Faster-Whisper Transcriber — Server API

Integrate transcription into your own scripts, apps, and automation workflows

1. Starting the Server

  1. Launch the Faster-Whisper Transcriber GUI.
  2. Click the Settings (gear) icon in the main window.
  3. In the Server Mode group box, flip the toggle from Off to On and set the Port (default: 8765).
  4. Click Update Settings.
  5. The status bar at the bottom of the main window will show "… | server: on (8765)" and the voice recorder is disabled while the server runs.
  6. The server is now accepting requests.

To stop the server, open Settings again and flip the Server Mode toggle back to Off.

Tip
The server binds to 0.0.0.0, so it is accessible at http://127.0.0.1:8765 locally and at http://<your-ip>:8765 from other machines on your network.
Note
This backend uses the faster-whisper library, which exposes the standard Whisper knobs (beam_size, vad_filter, condition_on_previous_text, word_timestamps, temperature, …). The server surfaces the ones that actually matter for integration.

2. Endpoints

EndpointMethodDescription
/healthGETCheck if the server is running
/statusGETServer status, queue depth, whether a transcription is active
/modelsGETList all available models and whether they support translation
/transcribePOSTTranscribe audio from a file upload (multipart form)
/transcribe/rawPOSTTranscribe audio from base64-encoded data (JSON body)

The server also provides interactive API documentation:

3. Quick Start

The simplest possible request — send an audio file and get text back:

import requests

response = requests.post(
    "http://127.0.0.1:8765/transcribe",
    files={"audio": open("my_audio.mp3", "rb")},
)

print(response.json()["text"])

That's it. The server uses whatever model, quantization, task, and whisper params were configured in the GUI when Server Mode was turned on. Language defaults to auto-detection.
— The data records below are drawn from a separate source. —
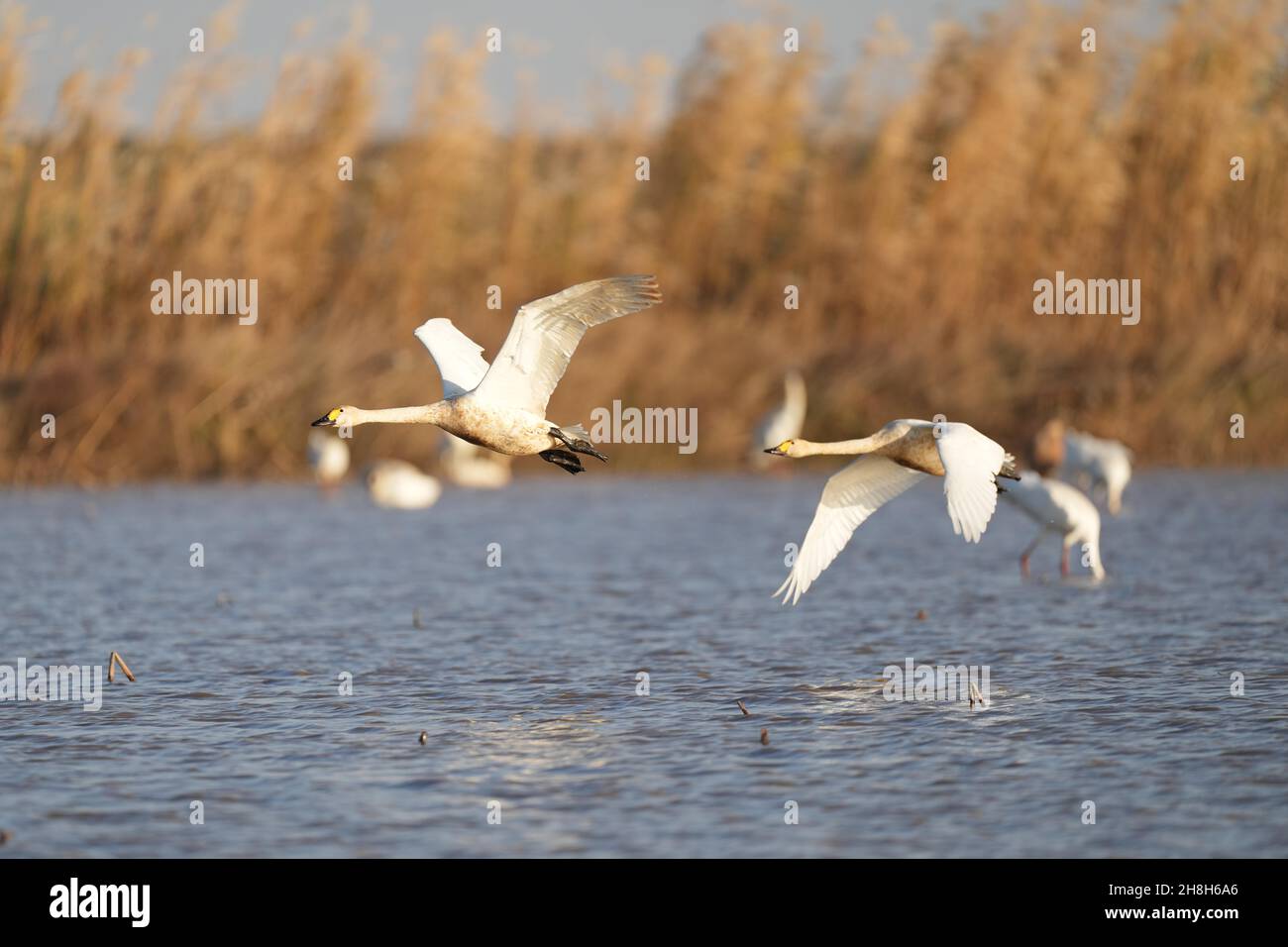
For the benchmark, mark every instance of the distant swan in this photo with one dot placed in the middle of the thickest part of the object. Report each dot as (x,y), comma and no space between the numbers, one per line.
(502,406)
(329,457)
(469,466)
(1095,464)
(398,484)
(896,458)
(1059,509)
(784,423)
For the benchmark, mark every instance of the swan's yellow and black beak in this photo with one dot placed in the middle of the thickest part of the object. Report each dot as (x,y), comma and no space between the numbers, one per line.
(327,420)
(781,451)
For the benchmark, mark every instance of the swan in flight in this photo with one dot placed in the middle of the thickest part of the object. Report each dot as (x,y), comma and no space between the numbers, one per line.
(399,486)
(329,457)
(784,423)
(502,406)
(893,459)
(1060,509)
(468,466)
(1095,464)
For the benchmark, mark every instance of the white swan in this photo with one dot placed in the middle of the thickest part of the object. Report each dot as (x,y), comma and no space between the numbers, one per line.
(329,457)
(398,484)
(469,466)
(502,406)
(1095,464)
(896,458)
(784,423)
(1060,509)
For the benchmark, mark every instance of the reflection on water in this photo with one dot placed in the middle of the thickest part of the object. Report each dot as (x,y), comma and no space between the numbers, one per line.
(524,677)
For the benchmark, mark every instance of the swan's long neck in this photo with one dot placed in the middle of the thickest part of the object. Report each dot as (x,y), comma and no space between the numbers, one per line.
(863,445)
(419,414)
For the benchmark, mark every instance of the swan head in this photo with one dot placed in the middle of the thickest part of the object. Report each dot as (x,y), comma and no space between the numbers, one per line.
(342,416)
(784,450)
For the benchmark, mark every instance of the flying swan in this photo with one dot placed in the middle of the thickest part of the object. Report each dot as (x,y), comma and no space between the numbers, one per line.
(784,423)
(502,406)
(896,458)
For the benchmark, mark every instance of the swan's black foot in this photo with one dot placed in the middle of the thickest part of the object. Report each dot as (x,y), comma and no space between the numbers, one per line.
(587,447)
(578,445)
(566,459)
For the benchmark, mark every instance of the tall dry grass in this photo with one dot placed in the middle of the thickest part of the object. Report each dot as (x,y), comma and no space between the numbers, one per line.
(915,295)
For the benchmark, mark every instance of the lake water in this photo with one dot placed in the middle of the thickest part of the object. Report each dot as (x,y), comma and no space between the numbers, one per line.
(524,676)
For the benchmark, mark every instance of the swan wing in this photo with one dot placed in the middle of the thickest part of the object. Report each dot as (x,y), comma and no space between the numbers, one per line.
(971,463)
(546,331)
(850,496)
(458,357)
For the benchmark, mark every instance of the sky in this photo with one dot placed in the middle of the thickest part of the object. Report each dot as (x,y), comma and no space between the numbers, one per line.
(559,47)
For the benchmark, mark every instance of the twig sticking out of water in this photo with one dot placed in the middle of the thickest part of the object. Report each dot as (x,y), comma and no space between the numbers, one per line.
(977,697)
(115,659)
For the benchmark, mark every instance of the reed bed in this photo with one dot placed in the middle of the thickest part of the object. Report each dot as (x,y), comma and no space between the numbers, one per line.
(915,296)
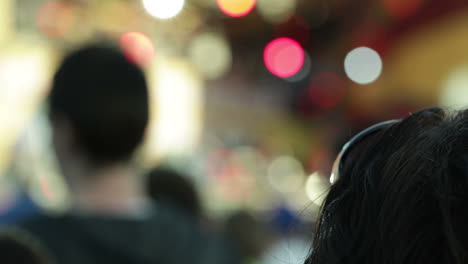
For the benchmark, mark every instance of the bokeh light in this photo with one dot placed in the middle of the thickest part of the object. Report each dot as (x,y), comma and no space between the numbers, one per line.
(363,65)
(326,89)
(275,11)
(236,8)
(304,72)
(401,8)
(286,174)
(137,47)
(284,57)
(55,19)
(176,104)
(211,54)
(316,188)
(163,9)
(454,92)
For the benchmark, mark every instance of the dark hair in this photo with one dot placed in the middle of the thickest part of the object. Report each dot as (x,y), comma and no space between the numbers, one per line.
(169,186)
(401,196)
(105,98)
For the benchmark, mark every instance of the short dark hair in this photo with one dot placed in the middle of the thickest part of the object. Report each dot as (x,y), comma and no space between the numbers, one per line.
(105,98)
(401,196)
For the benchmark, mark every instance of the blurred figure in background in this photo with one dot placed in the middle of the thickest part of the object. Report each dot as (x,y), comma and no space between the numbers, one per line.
(168,186)
(250,237)
(99,113)
(171,188)
(399,194)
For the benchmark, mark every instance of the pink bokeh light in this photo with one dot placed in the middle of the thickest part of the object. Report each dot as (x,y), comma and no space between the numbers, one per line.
(284,57)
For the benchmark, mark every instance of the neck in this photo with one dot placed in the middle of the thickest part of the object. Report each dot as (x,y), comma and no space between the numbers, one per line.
(115,189)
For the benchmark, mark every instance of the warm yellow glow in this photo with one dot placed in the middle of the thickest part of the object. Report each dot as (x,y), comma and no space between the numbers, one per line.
(163,9)
(211,54)
(236,8)
(176,101)
(23,78)
(316,188)
(6,20)
(454,92)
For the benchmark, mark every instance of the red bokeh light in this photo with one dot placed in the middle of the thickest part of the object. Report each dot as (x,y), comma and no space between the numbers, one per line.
(137,47)
(236,8)
(326,89)
(55,19)
(402,8)
(284,57)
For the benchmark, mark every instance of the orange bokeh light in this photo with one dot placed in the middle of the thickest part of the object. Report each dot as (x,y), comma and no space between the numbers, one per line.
(236,8)
(137,47)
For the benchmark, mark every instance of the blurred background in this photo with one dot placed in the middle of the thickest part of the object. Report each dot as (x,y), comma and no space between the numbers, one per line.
(251,98)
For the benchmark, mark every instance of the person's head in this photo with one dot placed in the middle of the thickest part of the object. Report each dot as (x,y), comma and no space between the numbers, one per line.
(98,107)
(178,190)
(400,196)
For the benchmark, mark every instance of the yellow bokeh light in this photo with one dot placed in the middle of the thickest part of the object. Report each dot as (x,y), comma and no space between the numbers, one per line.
(163,9)
(236,8)
(176,110)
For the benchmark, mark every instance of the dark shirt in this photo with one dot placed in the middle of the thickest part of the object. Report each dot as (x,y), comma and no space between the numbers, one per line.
(163,236)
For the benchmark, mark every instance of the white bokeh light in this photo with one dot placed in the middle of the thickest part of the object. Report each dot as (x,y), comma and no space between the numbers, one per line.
(211,54)
(163,9)
(363,65)
(316,188)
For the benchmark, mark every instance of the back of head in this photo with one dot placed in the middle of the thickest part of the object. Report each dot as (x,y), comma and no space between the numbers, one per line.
(105,99)
(401,196)
(17,250)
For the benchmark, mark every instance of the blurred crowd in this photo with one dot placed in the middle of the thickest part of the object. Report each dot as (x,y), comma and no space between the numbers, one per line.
(98,111)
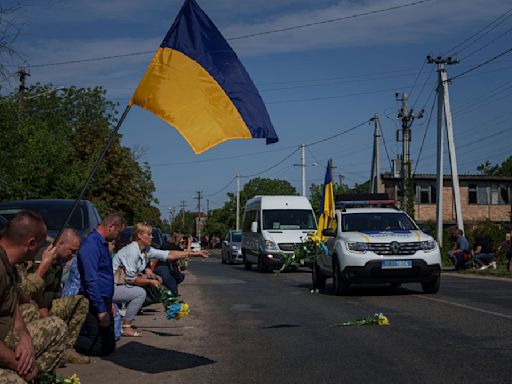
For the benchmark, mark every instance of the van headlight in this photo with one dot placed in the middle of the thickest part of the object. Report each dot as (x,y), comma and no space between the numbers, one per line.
(357,247)
(271,246)
(428,246)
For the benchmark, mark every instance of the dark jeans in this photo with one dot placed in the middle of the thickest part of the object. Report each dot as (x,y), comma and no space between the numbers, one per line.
(94,340)
(162,269)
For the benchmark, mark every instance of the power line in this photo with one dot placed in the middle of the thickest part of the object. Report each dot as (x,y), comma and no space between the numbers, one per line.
(480,65)
(301,26)
(477,33)
(330,20)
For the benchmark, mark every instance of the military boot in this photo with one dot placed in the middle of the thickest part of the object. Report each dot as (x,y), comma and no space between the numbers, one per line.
(73,357)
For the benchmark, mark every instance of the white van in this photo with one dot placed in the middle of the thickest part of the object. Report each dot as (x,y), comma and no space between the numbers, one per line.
(273,225)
4. Accepted Audio Input Formats

4a. Audio Files (most common)

Standard audio files uploaded directly. Supported formats include: .mp3 .wav .flac .m4a .ogg .aac .wma .webm .mp4 .mkv .avi .asf .amr

import requests

with open("recording.wav", "rb") as f:
    response = requests.post(
        "http://127.0.0.1:8765/transcribe",
        files={"audio": ("recording.wav", f, "audio/wav")},
    )

print(response.json()["text"])

4b. NumPy Arrays

If your program already has audio as a NumPy array, serialize it with np.save() and upload the .npy file:

import io
import numpy as np
import requests

# Your audio as a numpy array (float32, mono)
audio_array = np.random.randn(16000 * 5).astype(np.float32)  # 5 seconds at 16kHz

buffer = io.BytesIO()
np.save(buffer, audio_array)
buffer.seek(0)

response = requests.post(
    "http://127.0.0.1:8765/transcribe",
    files={"audio": ("audio.npy", buffer, "application/octet-stream")},
    data={"sample_rate": "16000"},
)

print(response.json()["text"])
Note
If your audio is at a different sample rate (e.g., 44100 Hz), pass sample_rate=44100 and the server will resample it to 16 kHz automatically.

4c. PyTorch Tensors

import io
import torch
import requests

audio_tensor = torch.randn(16000 * 5)  # 5 seconds at 16kHz

buffer = io.BytesIO()
torch.save(audio_tensor, buffer)
buffer.seek(0)

response = requests.post(
    "http://127.0.0.1:8765/transcribe",
    files={"audio": ("audio.pt", buffer, "application/octet-stream")},
    data={"sample_rate": "16000"},
)

print(response.json()["text"])

4d. Raw PCM Bytes

Common in real-time audio pipelines:

import numpy as np
import requests

audio = np.random.randn(16000 * 3).astype(np.float32)  # 3 seconds
raw_bytes = audio.tobytes()

response = requests.post(
    "http://127.0.0.1:8765/transcribe",
    files={"audio": ("audio.raw", raw_bytes, "application/octet-stream")},
    data={
        "audio_format": "pcm",
        "sample_rate": "16000",
        "dtype": "float32",  # also supports: int16, int32, float64
    },
)

print(response.json()["text"])

4e. Base64-Encoded Data (JSON endpoint)

For sending everything as JSON with no multipart form:

import base64, io
import numpy as np
import requests

audio = np.random.randn(16000 * 5).astype(np.float32)
buffer = io.BytesIO()
np.save(buffer, audio)
b64_data = base64.b64encode(buffer.getvalue()).decode("utf-8")

response = requests.post(
    "http://127.0.0.1:8765/transcribe/raw",
    json={
        "audio_data": b64_data,
        "audio_format": "numpy",
        "sample_rate": 16000,
    },
)

print(response.json()["text"])

You can also send a complete audio file as base64:

import base64
import requests

with open("my_audio.mp3", "rb") as f:
    b64_data = base64.b64encode(f.read()).decode("utf-8")

response = requests.post(
    "http://127.0.0.1:8765/transcribe/raw",
    json={
        "audio_data": b64_data,
        "audio_format": "file",
    },
)

print(response.json()["text"])

5. Settings You Can Control

Every setting is optional. If you omit a value, the server uses whatever was configured in the GUI when Server Mode was turned on.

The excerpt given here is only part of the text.